Bell's theory has obvious philosophical connections to the aesthetics of Immanuel Kant, who also streesed the detachment of aesthetic appreciation from other sorts of interest we might have in an object. His views also have close affinities with the ethical intuitionism of his British contemporary, the philosopher G.E. Moore. Moore is famous for claiming, in Principia Ethica (Cambridge University Press, 1903) that goodness is a property that things have in themselves, and that we know things to be good by a kind of intuition: one simply contemplates an object or a state of affairs and recognizes immediately and directly that it is good, in much the same way that one recognizes that it is red. Bell agreed with Moore, and considered aesthetic value to be one of these intuited forms of goodness.
It is easy to see how Bell's aesthetic would enable him to defend abstract art. For him, the aesthetic value of a painting or sculpture has absolutely nothing to do with its success as a representation of something else. Vasari to the contrary notwithstanding, if the Renaissance masters are great, it is not because they were so good at imitating nature, but because of the formal properties of their work. Judged by this new standard, Bell found many highly praised masters from the Renaissance through Impressionism to be deficient. (That was his judgment in Art; in his later writings he showed more appreciation for these painters.)
Like the aesthetics of Kant, that of Bell has a certain initial appeal, and no doubt represents an insight. In discussing a work of art, does it not often seem appropriate to draw the conversation back to the aesthetic quality of the work, in distinction from its skillful technique, its romantic associations, or what have you? Nevertheless Bell's theory has not withstood criticism well. Among the difficulties it faces are its apparent circularity, a problem it shares with Moore's intuitionist ethics. The conceptual circle of aesthetic emotion, aesthetic quality, and significant form is so small that in the end, one cannot give reasons why a work is good. For a theory which means to claim that some works objectively have aesthetic value and others do not, this is a set-up for the tyranny of unjustified judgements by influential critics.

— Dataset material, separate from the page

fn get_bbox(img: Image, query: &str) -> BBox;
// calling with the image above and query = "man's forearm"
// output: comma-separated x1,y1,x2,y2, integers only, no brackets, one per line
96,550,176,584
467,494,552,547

A second problem of Bell's view is its sharp separation between aesthetic and other emotions. Some writers have questioned whether there is any such thing as the "aesthetic emotion". Even if there is such an emotion, it seems obvious that the power and value of many works is tied into their communication of meaning, and that their formal properties are only part of the vocabulary they use to communicate this meaning. Bell's theory seems to leave symbolism out of account, and no view that does that can be an adequate aesthetic theory.